As a typical deposition process, the pressure inside the deposition chamber is at least 10 ⁻⁸ torr (1.3 × 10 ⁻⁶ Pascal “Pa”), and in one embodiment at least 10 ⁻⁷ torr (1.3 × 10 ⁻⁵ Pa), In some other embodiments, it may be at least 10 ⁻⁶ torr (1.3 × 10 ⁻⁴ Pa). Further, the deposition pressure is typically 10 torr (1.3 × 10 ⁻³ Pa) or less, in some embodiments 5 torr (6.7 × 10 ⁻² Pa) or less, and in some other embodiments ² torr (2.7 × 10 ^-2 Pa) or less. Typically, the deposition chamber is purged with an inert carrier gas after each cycle after the vaporized precursor composition is introduced into the deposition chamber and / or reacted. The inert carrier gas (s) may be introduced with the vaporized precursor composition during each cycle.

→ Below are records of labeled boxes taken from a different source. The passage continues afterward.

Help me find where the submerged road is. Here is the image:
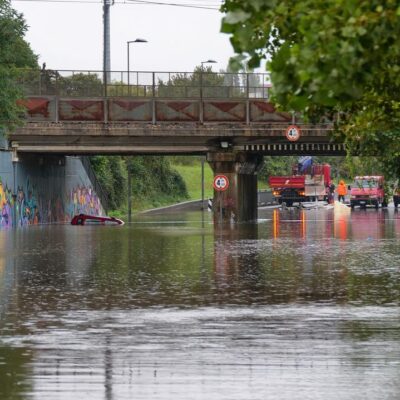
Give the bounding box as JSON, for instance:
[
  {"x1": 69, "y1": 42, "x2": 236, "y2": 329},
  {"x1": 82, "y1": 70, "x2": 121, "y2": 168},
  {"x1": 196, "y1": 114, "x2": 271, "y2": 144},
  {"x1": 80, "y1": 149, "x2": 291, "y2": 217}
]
[{"x1": 0, "y1": 205, "x2": 400, "y2": 400}]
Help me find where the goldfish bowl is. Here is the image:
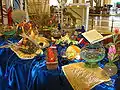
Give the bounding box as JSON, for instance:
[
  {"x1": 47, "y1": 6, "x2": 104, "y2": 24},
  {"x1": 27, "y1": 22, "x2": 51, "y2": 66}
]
[{"x1": 80, "y1": 43, "x2": 105, "y2": 68}]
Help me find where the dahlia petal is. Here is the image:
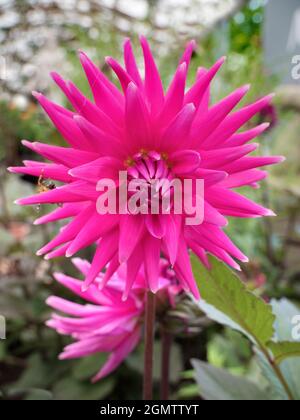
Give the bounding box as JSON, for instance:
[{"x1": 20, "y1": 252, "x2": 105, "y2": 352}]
[
  {"x1": 22, "y1": 140, "x2": 99, "y2": 168},
  {"x1": 146, "y1": 214, "x2": 166, "y2": 239},
  {"x1": 174, "y1": 237, "x2": 200, "y2": 299},
  {"x1": 15, "y1": 181, "x2": 99, "y2": 206},
  {"x1": 160, "y1": 104, "x2": 195, "y2": 151},
  {"x1": 124, "y1": 38, "x2": 144, "y2": 89},
  {"x1": 191, "y1": 85, "x2": 250, "y2": 145},
  {"x1": 93, "y1": 328, "x2": 141, "y2": 383},
  {"x1": 204, "y1": 201, "x2": 228, "y2": 227},
  {"x1": 99, "y1": 255, "x2": 120, "y2": 289},
  {"x1": 140, "y1": 37, "x2": 164, "y2": 114},
  {"x1": 72, "y1": 258, "x2": 91, "y2": 276},
  {"x1": 126, "y1": 83, "x2": 151, "y2": 151},
  {"x1": 69, "y1": 157, "x2": 122, "y2": 184},
  {"x1": 34, "y1": 93, "x2": 89, "y2": 150},
  {"x1": 163, "y1": 214, "x2": 182, "y2": 266},
  {"x1": 46, "y1": 296, "x2": 99, "y2": 316},
  {"x1": 159, "y1": 63, "x2": 187, "y2": 126},
  {"x1": 189, "y1": 241, "x2": 211, "y2": 270},
  {"x1": 119, "y1": 215, "x2": 145, "y2": 264},
  {"x1": 82, "y1": 230, "x2": 119, "y2": 291},
  {"x1": 184, "y1": 57, "x2": 226, "y2": 108},
  {"x1": 122, "y1": 246, "x2": 144, "y2": 301},
  {"x1": 66, "y1": 213, "x2": 119, "y2": 257},
  {"x1": 58, "y1": 334, "x2": 124, "y2": 360},
  {"x1": 54, "y1": 273, "x2": 107, "y2": 305},
  {"x1": 7, "y1": 161, "x2": 72, "y2": 183},
  {"x1": 189, "y1": 168, "x2": 228, "y2": 188},
  {"x1": 170, "y1": 150, "x2": 201, "y2": 175},
  {"x1": 222, "y1": 156, "x2": 285, "y2": 174},
  {"x1": 219, "y1": 169, "x2": 268, "y2": 188},
  {"x1": 201, "y1": 143, "x2": 259, "y2": 169},
  {"x1": 194, "y1": 223, "x2": 249, "y2": 262},
  {"x1": 144, "y1": 235, "x2": 161, "y2": 293},
  {"x1": 188, "y1": 233, "x2": 241, "y2": 271},
  {"x1": 223, "y1": 123, "x2": 270, "y2": 147},
  {"x1": 34, "y1": 203, "x2": 87, "y2": 226},
  {"x1": 79, "y1": 51, "x2": 124, "y2": 104},
  {"x1": 105, "y1": 57, "x2": 133, "y2": 93},
  {"x1": 44, "y1": 242, "x2": 71, "y2": 261},
  {"x1": 208, "y1": 187, "x2": 274, "y2": 216},
  {"x1": 37, "y1": 205, "x2": 95, "y2": 256},
  {"x1": 68, "y1": 82, "x2": 120, "y2": 138},
  {"x1": 196, "y1": 67, "x2": 210, "y2": 116},
  {"x1": 50, "y1": 72, "x2": 76, "y2": 108},
  {"x1": 74, "y1": 115, "x2": 126, "y2": 159},
  {"x1": 202, "y1": 95, "x2": 274, "y2": 148}
]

  The reactivity of the precursor composition can significantly affect the process parameters of ALD. Under typical CVD process conditions, highly reactive chemicals (eg, highly reactive precursor compositions) can react in the gas phase, resulting in particulate matter, It can prematurely deposit on undesired surfaces, produce improper films and / or improper coverage, or otherwise cause non-uniform deposition. For at least that reason, highly reactive chemicals may be considered unsuitable for CVD. However, some chemicals that are not suitable for CVD are excellent precursor compositions for ALD. For example, if the first chemical is gas phase reactive with the second chemical, such a chemical combination may not be compatible with CVD, however, it can be used in ALD. In the context of CVD, there may be concerns regarding the adhesion coefficient and surface mobility, as is well known to those skilled in the art, when using highly gas phase reactive chemicals. In the circumstances, there is little or no existence.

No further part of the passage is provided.